Der große Vorteil liegt in der Erfahrung, die die Automobilindustrie in Bezug auf Hubkolben-Motoren hat. Material-Versorgung, Produktions- und Lieferketten gelten als eingespielt und unkritisch. Seltene Rohstoffe wie etwa bei Batterien, E-Maschinen oder der Brennstoffzelle (Platin) werden nicht benötigt. Technisch ließen sich bestehende Auto- oder Maschinenflotten sogar auf Wasserstoff-Betrieb umrüsten. Weil die Hubkolben-Motoren robust und der Verbrennungsprozess relativ simpel passiert, bestehen an die Reinheit des Wasserstoffs keine großen Anforderungen. Das ist bei der Brennstoffzelle ganz anders (siehe weiter unten).
Video: ams erklärt EP57 - Wasserstoff für den Dieselmotor? So geht es!
Ein starkes Argument für den Wasserstoff-Verbrenner liegt obendrein in dessen sauberen Emissionen. Während herkömmliche Kraftstoffe wie Diesel, Benzin oder Erdgas auf Kohlenwasserstoffen basieren – also einer chemischen Kombination aus Kohlenstoff und Wasserstoff – entsteht bei deren Reaktion mit Sauerstoff (Verbrennung) immer das Klimagas Kohlendioxid. Reiner Wasserstoff verbrennt dagegen viel sauberer und ohne klimaschädliche Emissionen.
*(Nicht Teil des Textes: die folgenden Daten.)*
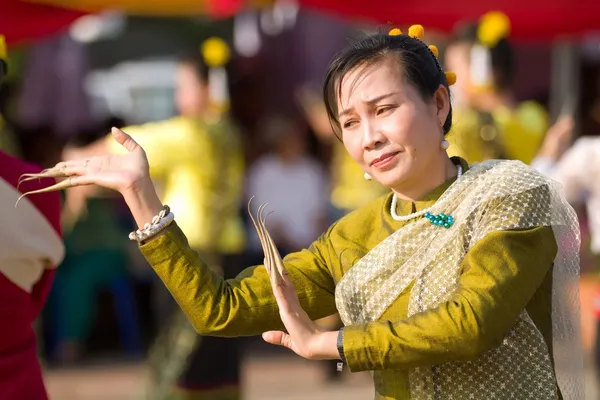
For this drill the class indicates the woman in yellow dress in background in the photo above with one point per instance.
(460, 283)
(197, 162)
(488, 122)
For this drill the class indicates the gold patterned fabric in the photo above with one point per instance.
(480, 285)
(492, 196)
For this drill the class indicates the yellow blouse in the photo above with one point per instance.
(519, 133)
(198, 167)
(497, 282)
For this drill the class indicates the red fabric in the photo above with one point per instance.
(531, 20)
(22, 22)
(20, 372)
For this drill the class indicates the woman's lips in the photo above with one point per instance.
(384, 161)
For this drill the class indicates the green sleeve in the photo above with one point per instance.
(245, 305)
(500, 275)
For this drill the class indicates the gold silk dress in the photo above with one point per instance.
(499, 297)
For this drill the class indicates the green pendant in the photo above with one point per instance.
(442, 219)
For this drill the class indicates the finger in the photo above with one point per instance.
(56, 187)
(124, 139)
(278, 338)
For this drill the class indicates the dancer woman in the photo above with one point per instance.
(448, 287)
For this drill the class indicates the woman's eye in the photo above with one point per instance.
(382, 110)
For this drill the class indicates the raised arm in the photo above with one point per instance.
(244, 305)
(499, 276)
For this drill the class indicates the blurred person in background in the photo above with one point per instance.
(197, 160)
(489, 122)
(31, 248)
(289, 177)
(91, 223)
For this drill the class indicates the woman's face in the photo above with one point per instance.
(191, 94)
(388, 128)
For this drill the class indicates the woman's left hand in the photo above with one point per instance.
(303, 336)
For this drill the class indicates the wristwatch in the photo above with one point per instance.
(340, 346)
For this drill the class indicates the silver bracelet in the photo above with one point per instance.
(164, 218)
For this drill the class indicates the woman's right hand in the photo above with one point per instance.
(124, 173)
(127, 173)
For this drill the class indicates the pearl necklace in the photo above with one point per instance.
(417, 214)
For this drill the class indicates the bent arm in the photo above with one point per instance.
(245, 305)
(500, 276)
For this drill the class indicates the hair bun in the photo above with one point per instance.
(434, 50)
(450, 78)
(215, 52)
(493, 27)
(416, 31)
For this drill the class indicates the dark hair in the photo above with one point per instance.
(502, 55)
(419, 65)
(196, 61)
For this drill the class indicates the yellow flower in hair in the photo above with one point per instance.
(2, 48)
(493, 27)
(450, 78)
(434, 50)
(416, 31)
(215, 52)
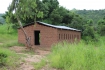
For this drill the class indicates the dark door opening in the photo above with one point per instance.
(37, 37)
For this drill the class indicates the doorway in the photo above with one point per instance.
(37, 37)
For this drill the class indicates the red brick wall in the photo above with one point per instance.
(48, 35)
(67, 35)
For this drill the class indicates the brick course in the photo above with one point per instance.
(48, 35)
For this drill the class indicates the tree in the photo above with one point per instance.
(23, 9)
(55, 17)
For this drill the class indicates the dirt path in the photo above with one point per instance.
(26, 63)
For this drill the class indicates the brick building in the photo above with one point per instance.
(45, 35)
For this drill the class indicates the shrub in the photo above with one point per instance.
(3, 57)
(79, 56)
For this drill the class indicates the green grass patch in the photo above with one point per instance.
(11, 61)
(39, 65)
(79, 56)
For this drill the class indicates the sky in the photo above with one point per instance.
(69, 4)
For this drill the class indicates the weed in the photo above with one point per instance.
(79, 56)
(39, 65)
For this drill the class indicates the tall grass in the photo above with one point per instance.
(7, 35)
(8, 39)
(11, 61)
(79, 56)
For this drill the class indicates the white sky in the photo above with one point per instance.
(69, 4)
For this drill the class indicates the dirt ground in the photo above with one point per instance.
(27, 61)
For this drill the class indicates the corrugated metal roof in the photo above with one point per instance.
(59, 27)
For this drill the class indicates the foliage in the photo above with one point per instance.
(79, 56)
(39, 65)
(2, 20)
(3, 57)
(28, 9)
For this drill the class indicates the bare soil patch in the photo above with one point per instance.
(26, 62)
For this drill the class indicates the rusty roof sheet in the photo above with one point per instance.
(59, 27)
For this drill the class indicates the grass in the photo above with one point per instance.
(9, 39)
(12, 60)
(39, 65)
(79, 56)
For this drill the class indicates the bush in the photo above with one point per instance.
(3, 57)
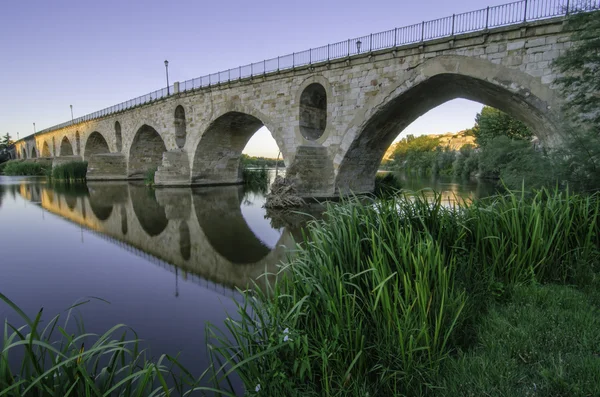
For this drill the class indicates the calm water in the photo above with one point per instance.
(167, 260)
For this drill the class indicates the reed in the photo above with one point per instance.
(55, 362)
(380, 293)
Es entstehen lediglich Wärme und Wasser.
Worin liegt der Nachteil des Wasserstoff-Verbrenners?
Wie bei jeder anderen Verbrennung auch, ist der Wirkungsgrad beim Wasserstoff-Verbrenner denkbar schlecht. Nur etwa 40 bis 45 Prozent der im H2 gespeicherten Energie können bei einem Hubkolbenmotor in Bewegung umgesetzt werden. Damit liegt der H2-Verbrenner in etwa auf einem Niveau mit dem Dieselmotor. Wandelt man den Wasserstoff hingegen in einer Brennstoffzelle in Strom fürs E-Auto um, liegt der Wirkungsgrad schon bei 50 bis 60 Prozent.
Nur ein batterieelektrisches Auto kann das mit 75 bis 85 Prozent Wirkungsgrad noch toppen. Käme ein Auto mit Wasserstoff-Verbrenner mit einer Energieeinheit also 40 Kilometer weit, würde die gleiche Menge in einem Elektroauto für mehr als 80 Kilometer Reichweite sorgen. Überschüssige Wind- oder Solarenergie direkt in eine E-Autobatterie zu schicken, wäre also der effizienteste Weg.
Werden noch Wasserstoff-Verbrenner entwickelt?
Ja – es gibt sogar immer mehr ambitionierte Projekte in diese Richtung. Denn die Energiewende zwingt Mobilitätskonzerne, Autobauer und Motorenhersteller zum Umdenken. Und da gerät Wasserstoff als das am häufigsten vorkommende Element wieder in den Fokus. Der große Vorteil: Bei der Verbrennung von Wasserstoff entsteht kein CO2. Es verbrennt also ohne Einfluss auf den Treibhauseffekt oder das Klima.
Kein Wunder, dass derzeit die weltweit größten Motorenhersteller eigene Konzepte entwickeln. Dabei geht es vor allem um Mobilitäts- und Arbeitsbereiche, wo der batterie-elektrische Antrieb keine Alternative ist. Sprich: Land- und Baumaschinen, einige Logistik-Bereiche sowie militärische oder maritime Anwendungen. Übrigens haben sich auch die japanischen Motorradhersteller Kawasaki, Honda, Yamaha und Suzuki bei diesem Thema verbündet.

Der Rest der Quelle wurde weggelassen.